University of Alberta paleontologists discovered a new and bizarre species of crab fossil with features of many different marine arthropods.
"We started looking at these fossils and we found they had what looked like the eyes of a larva, the mouth of a shrimp, claws of a frog crab and the carapace of a lobster," said Javier Luque, a U of A post-doctoral fellow, who thought of a chimera, a monster out of Greek mythology with a lion's head, a goat's body and a snake's tail, when he came upon the discovery.
"These new fossils break all those rules."
While the unusual crab has features of many different families, the paleontologists found it actually occupies a new branch on the crustacean tree of life-not unlike a platypus of the crab world, explained Luque.
Discovery is in the details
The fossilized crabs, recovered from the Andes Mountains in Colombia, lived in a shallow coastal sea during the Cretaceous period 90 to 95 million years ago. Researchers recovered more than 70 of the specimens in soft clay, together with hundreds of other crustaceans like shrimps and lobsters.
Though the fossils are no bigger than a quarter, Luque explained their exceptional preservation allowed researchers to pick out fine details such as paddle legs and large eyes, suggesting the crabs spent their lives swimming, rather than crawling as most do today.

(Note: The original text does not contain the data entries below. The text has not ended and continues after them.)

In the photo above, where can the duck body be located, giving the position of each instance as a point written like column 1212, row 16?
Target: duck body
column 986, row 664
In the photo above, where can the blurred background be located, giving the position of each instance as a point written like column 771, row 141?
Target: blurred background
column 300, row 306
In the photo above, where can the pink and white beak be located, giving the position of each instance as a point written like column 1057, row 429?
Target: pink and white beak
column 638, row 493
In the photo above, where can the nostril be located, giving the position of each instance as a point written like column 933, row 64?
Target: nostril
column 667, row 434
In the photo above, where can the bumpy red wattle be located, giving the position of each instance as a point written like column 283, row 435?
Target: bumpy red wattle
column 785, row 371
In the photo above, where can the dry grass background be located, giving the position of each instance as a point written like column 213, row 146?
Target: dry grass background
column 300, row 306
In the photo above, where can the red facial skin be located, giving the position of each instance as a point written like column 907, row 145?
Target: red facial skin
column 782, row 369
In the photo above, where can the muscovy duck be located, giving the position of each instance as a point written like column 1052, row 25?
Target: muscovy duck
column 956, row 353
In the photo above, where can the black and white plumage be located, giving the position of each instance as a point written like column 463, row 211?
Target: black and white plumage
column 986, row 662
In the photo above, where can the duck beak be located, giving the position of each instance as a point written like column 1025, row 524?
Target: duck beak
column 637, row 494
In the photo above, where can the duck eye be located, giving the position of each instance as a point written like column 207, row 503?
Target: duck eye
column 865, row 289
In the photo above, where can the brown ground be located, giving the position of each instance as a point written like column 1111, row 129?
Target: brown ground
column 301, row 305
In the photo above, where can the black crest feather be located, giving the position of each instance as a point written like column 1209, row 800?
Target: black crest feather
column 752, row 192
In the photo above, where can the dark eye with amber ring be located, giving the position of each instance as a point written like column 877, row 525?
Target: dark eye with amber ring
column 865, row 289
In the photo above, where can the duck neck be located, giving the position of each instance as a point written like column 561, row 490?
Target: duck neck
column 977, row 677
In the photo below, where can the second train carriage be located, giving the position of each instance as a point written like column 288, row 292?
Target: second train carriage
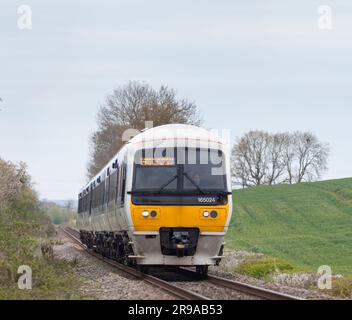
column 164, row 199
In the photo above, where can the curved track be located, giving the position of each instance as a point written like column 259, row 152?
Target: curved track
column 154, row 281
column 181, row 293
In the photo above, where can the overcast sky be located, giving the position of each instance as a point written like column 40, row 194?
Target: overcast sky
column 246, row 64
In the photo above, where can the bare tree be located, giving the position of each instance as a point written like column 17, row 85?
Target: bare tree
column 311, row 155
column 250, row 158
column 263, row 158
column 131, row 106
column 12, row 178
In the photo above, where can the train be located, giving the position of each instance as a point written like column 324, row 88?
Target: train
column 165, row 199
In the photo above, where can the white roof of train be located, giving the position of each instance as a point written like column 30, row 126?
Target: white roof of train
column 168, row 131
column 172, row 131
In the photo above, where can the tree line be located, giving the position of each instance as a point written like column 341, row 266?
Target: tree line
column 258, row 157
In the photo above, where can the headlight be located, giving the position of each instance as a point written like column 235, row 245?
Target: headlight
column 213, row 214
column 145, row 214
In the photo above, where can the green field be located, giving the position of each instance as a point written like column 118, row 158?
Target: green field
column 308, row 224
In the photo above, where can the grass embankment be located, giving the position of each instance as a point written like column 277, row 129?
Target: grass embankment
column 308, row 224
column 24, row 232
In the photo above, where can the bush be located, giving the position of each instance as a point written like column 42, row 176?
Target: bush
column 261, row 267
column 23, row 228
column 341, row 287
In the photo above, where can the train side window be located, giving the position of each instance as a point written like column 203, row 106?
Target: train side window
column 112, row 186
column 102, row 193
column 118, row 185
column 90, row 194
column 123, row 187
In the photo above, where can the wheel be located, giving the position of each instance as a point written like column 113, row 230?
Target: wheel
column 143, row 268
column 202, row 271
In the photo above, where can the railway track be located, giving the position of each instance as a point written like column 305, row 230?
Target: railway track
column 247, row 289
column 154, row 281
column 182, row 293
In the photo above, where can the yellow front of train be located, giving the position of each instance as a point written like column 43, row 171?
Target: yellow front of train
column 180, row 200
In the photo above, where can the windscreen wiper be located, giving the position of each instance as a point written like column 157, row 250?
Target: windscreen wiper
column 167, row 183
column 193, row 182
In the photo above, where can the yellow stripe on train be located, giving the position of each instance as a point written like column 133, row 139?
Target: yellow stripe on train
column 152, row 218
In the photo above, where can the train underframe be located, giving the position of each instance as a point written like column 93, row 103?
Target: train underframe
column 168, row 247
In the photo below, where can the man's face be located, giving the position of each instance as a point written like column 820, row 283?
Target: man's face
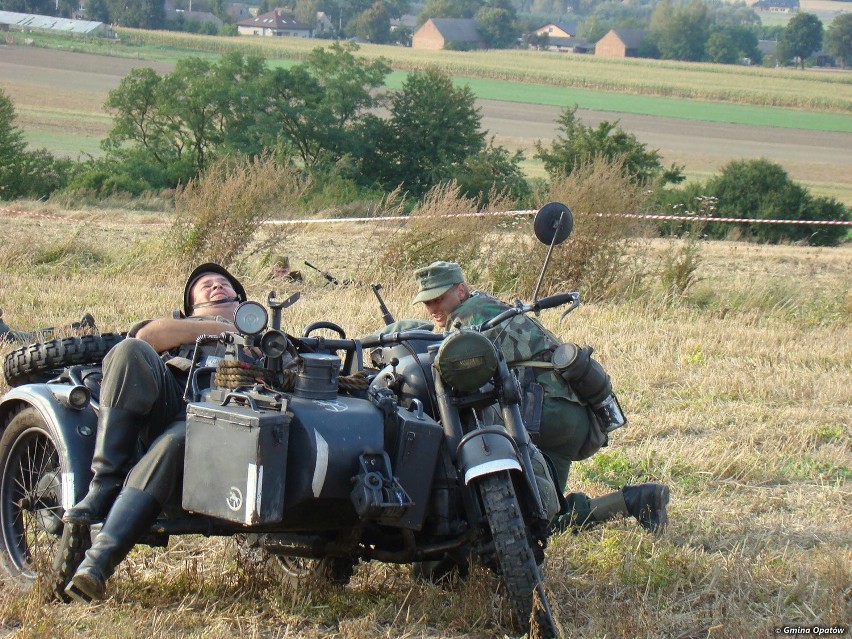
column 440, row 307
column 211, row 287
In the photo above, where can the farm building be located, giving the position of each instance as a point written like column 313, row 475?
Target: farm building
column 777, row 6
column 28, row 21
column 570, row 45
column 558, row 30
column 447, row 33
column 621, row 43
column 274, row 23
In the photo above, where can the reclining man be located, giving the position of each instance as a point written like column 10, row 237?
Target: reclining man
column 142, row 404
column 569, row 429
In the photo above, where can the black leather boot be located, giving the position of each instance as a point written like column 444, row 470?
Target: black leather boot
column 115, row 449
column 647, row 503
column 131, row 516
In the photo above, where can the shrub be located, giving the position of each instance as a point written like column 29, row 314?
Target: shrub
column 760, row 189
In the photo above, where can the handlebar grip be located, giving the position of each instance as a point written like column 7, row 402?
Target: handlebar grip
column 552, row 301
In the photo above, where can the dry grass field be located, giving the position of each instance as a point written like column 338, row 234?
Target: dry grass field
column 738, row 397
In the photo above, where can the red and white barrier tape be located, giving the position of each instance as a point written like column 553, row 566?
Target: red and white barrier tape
column 399, row 218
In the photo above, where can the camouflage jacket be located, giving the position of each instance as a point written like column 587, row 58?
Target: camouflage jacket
column 521, row 339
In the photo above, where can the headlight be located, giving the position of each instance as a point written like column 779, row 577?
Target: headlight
column 250, row 318
column 273, row 343
column 466, row 360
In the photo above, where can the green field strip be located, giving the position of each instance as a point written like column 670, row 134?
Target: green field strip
column 682, row 108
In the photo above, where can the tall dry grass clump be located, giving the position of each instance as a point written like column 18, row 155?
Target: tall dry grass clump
column 218, row 215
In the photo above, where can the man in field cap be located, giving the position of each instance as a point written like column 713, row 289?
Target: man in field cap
column 569, row 429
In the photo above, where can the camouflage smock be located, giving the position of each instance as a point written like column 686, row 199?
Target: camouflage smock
column 522, row 339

"We found dozens of animals, from tiny baby specimens to mature individuals, in which we found reproductive organs-a smoking gun that proves these were adult organisms and not larvae. We can even see individual facets on the large compound eyes of these creatures," said Luque. "It's an incredible amount of detail, and we've been able to reconstruct them like they were living yesterday."
That detail allowed researchers to create a detailed 3-D model of the species.
"It's common to find novel body forms in older rocks, for instance from the Paleozoic when life was exploding into many new forms," said Luque. "This discovery, from the mid-Cretaceous, illustrates that there are still surprising discoveries of more recent, weird organisms waiting to be found, especially in the tropics.
"It makes you wonder what else is out there for us to discover."
The research was conducted with support from the Natural Sciences and Engineering Research Council of Canada, the Killam Trusts, the Smithsonian Tropical Research Institute, the Colombian Geological Survey, the Colombian Association of Petroleum Geologists & Geophysicists and the ARES Geological Corporation.
The study, "Exceptional Preservation of Mid-Cretaceous Marine Arthropods and the Evolution of Novel Forms via Heterochrony," was published in Science Advances.